Keynote Speakers

Dr. Naoki Katoh (Kwansei Gakuin University)
Email: naoki@archi.kyoto-u.ac.jp

Title: Optimal sink location problems on dynamic networks
Abstract:
This talk surveys the state of the art of facility location problems in dynamic networks that have been actively studied in recent years. These problems have been motivated by evacuation planning which has become increasingly important in Japan. The evacuation planning problem is formulated by the use of a dynamic network which consists of a graph that models a road network in which a capacity as well as a transit time is associated with each edge, and asks to find a way to evacuate evacuees originally existing at vertices to facilities (evacuation centers) as quickly as possible. The problem can be viewed as a generalization of classical $k$-center and $k$-median problems. We shall show recent results about the difficulty and approximability of a single-facility location for general networks and polynomial time algorithms for $k$-facility location problems in path and tree networks. We also mention the minimax regret version of these problems, and multi-commodity dynamic flow problems.

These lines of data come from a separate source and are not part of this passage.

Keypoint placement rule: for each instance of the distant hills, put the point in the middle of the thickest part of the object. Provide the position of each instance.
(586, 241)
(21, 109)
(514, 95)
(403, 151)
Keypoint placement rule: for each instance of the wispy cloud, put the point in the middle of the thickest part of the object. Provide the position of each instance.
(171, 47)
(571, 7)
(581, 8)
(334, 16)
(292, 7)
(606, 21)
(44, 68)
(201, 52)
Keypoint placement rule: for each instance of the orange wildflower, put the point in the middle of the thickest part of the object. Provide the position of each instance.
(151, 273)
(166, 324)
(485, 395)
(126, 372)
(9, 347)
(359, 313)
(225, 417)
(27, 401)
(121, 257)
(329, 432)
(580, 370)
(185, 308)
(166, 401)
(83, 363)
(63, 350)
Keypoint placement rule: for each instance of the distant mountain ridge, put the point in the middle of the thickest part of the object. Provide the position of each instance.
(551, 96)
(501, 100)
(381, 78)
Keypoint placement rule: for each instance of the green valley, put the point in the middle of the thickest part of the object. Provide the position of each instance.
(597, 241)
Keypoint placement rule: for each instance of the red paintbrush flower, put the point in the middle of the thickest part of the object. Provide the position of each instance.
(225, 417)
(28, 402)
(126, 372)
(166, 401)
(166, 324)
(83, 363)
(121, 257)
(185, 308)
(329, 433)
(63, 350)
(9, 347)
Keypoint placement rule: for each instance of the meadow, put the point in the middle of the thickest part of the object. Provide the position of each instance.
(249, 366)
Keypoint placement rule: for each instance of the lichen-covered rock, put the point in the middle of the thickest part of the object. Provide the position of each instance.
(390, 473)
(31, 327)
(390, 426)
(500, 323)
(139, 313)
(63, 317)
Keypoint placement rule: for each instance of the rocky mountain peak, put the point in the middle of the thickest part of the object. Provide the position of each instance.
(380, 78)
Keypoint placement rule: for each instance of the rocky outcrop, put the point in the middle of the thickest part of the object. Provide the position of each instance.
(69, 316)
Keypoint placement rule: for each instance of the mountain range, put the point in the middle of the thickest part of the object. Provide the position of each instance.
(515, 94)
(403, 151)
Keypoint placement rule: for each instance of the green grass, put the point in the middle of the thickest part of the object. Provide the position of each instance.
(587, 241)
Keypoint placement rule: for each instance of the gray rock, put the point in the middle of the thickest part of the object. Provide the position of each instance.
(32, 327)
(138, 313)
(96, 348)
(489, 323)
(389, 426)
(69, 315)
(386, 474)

Dr. Kirk Pruhs (University of Pittsburgh)
Email: kirk@cs.pitt.edu

Title: Green Computing Algorithmics
Abstract:
We are in the midst of a green computing revolution involving the redesign of information technology (IT) hardware and software at all levels of the IT stack with energy efficiency as the first order design constraint. This green computing revolution has spawned a multitude of algorithmic problems involving managing power, energy or temperature as a computational resource. As the physical properties of energy are fundamentally different from the physical properties of time and space, the previous first order design constraints for IT, an algorithmic theory of energy as a computational resource is going to be fundamentally different than the very successful theory of time and space as computational resources at the application layer. The current algorithmic theory of energy as a computational resource predominantly involves properly balancing the conflicting objectives of performance and energy at lower layers of the technology stack. I will explain the reason for this, and illustrate this using some examples from the recent algorithmic literature.